Don't get me wrong, the results are impressive. It's quite surprising what ChatGPT can pull off. But we assume it will continue to get a lot better because we think of it as "artificial intelligence" that just isn't very smart yet. If that were so, it would have lots of potential to improve, it would just be a matter of learning to understand better. Problem is, it isn't artificial intelligence, it's just software, and software tends to plateau in its capabilities at a certain point. How much better have word processors or spreadsheets gotten in the last dozen years? The current art and chat oriented "AI" programs are not the product of a brand new concept; the ideas behind them have been maturing for some time, and getting trained on larger and larger datasets for quite a few years. They may not have a whole lot better to get. To get very much better, they would have to actually understand what the words mean that they're putting out--and they don't, and that would be a completely different kind of breakthrough that nobody currently has a handle on.

The hype would be quite a bit smaller if they weren't calling it "artificial intelligence", which it really isn't.

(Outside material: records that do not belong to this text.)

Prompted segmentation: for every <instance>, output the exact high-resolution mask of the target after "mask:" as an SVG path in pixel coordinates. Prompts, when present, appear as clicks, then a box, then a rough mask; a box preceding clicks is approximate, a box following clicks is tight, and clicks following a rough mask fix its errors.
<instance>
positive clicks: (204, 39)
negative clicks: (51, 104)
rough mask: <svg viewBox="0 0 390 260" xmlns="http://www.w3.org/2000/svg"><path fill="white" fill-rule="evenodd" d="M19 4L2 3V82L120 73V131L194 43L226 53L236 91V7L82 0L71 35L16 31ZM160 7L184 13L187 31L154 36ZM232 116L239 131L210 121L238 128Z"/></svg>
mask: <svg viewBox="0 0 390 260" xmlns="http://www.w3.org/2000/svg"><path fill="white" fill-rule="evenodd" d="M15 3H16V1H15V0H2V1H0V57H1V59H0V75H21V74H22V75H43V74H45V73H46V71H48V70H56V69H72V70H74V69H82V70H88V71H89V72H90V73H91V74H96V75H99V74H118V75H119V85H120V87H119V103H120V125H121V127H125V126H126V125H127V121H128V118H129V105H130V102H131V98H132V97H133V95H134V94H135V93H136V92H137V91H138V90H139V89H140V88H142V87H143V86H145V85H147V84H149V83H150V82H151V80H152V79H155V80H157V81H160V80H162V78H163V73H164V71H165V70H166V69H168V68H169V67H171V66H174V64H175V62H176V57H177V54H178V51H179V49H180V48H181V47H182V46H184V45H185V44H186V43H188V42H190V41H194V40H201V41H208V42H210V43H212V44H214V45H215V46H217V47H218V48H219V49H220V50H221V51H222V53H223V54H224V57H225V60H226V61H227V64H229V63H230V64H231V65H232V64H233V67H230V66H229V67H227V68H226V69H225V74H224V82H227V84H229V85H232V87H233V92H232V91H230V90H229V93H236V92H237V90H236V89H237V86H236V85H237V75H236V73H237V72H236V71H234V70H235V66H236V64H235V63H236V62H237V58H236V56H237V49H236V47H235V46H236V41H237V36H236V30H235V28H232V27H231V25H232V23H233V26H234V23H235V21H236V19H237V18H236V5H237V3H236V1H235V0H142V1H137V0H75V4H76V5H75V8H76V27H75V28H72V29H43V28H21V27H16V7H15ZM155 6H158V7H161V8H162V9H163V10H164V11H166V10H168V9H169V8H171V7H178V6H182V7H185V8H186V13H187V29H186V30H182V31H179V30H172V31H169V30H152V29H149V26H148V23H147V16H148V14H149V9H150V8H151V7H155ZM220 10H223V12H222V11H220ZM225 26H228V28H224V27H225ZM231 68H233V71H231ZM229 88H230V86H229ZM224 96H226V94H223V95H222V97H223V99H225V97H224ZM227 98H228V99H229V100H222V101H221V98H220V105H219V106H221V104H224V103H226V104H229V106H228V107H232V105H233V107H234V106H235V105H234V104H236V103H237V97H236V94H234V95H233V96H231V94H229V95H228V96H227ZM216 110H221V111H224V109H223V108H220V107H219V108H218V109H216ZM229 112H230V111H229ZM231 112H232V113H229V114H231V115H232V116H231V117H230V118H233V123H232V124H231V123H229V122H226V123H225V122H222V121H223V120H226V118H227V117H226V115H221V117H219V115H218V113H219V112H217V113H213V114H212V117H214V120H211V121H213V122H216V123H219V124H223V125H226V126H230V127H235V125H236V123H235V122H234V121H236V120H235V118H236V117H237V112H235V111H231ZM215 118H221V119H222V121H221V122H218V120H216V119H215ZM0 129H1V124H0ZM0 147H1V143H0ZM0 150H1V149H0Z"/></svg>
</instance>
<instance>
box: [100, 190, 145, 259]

Valve appear to be banning games with AI art on Steam (updated)
30 Jun 2023 at 5:49 pm UTC Likes: 1

Quoting: EikeWhat devs likely would - and will - do is e.g. generating backgrounds instead of painting them. I've already seen this in point and click announcements. Looks very nice on first sight, on second you see some stuff is wrong. If When AI learns, and doesn't paint some nonsense, well, that's easily done and looks nice. And shouldn't infringe anything.
This will probably be a technique that will be used some, but I wonder if it will turn out to work any better than other computer techniques people already use for landscapes that don't call themselves "artificial intelligence", whether it's procedural generation or just hitting real landscapes with filters.

Valve appear to be banning games with AI art on Steam (updated)
30 Jun 2023 at 5:45 pm UTC Likes: 1

Quoting: EikeDid you actually try image making AI? I gave it an attempt, and while of course I don't know all the art out there, I'm confident this wasn't just something slightly morphed.
There's a lot of weird stuff on DeviantArt. I wouldn't want to bet too hard if I were you. Certainly when a couple of my friends were fiddling with AI art, they found that when they did variants on some pretty odd requests, there were strong patterns in what they got. Some definitely looked like the same picture was being warped in somewhat different ways.
When I think of it, probably the more "normal" a request, the less of this phenomenon you're likely to see, because there will be more source material and the results will be a blend of more sources.

Valve appear to be banning games with AI art on Steam (updated)
30 Jun 2023 at 5:38 pm UTC

Quoting: Eike
Quoting: FSE
Quoting: EikeThey could Paint Yoda and Harry already.
Painting Yoda or Harry is IP infringement unless one can prove fair use.
You missunderstood what I tried to say: They can paint Yoda and Harry already, and thus infringe copyright, just like they can with AI. So I see nothing new with regards to Yoda and Harry.
Yeah, but the point is everything an AI produces is somebody's Yoda or Harry--maybe two or three somebodies mixed together if you're lucky.

Valve appear to be banning games with AI art on Steam (updated)
30 Jun 2023 at 5:23 pm UTC Likes: 1

Quoting: Eike
Quoting: hardpenguinYes, this is good. Gotta get rid of the AI generated images (it is difficult to call it art).
It's obvious that this will not happen, right?

I do understand - and share - such feelings, but in the end, it's like trying to get rid of photos in the early stages of photography because they're "not art".
People said similar things about music sharing--where did it go?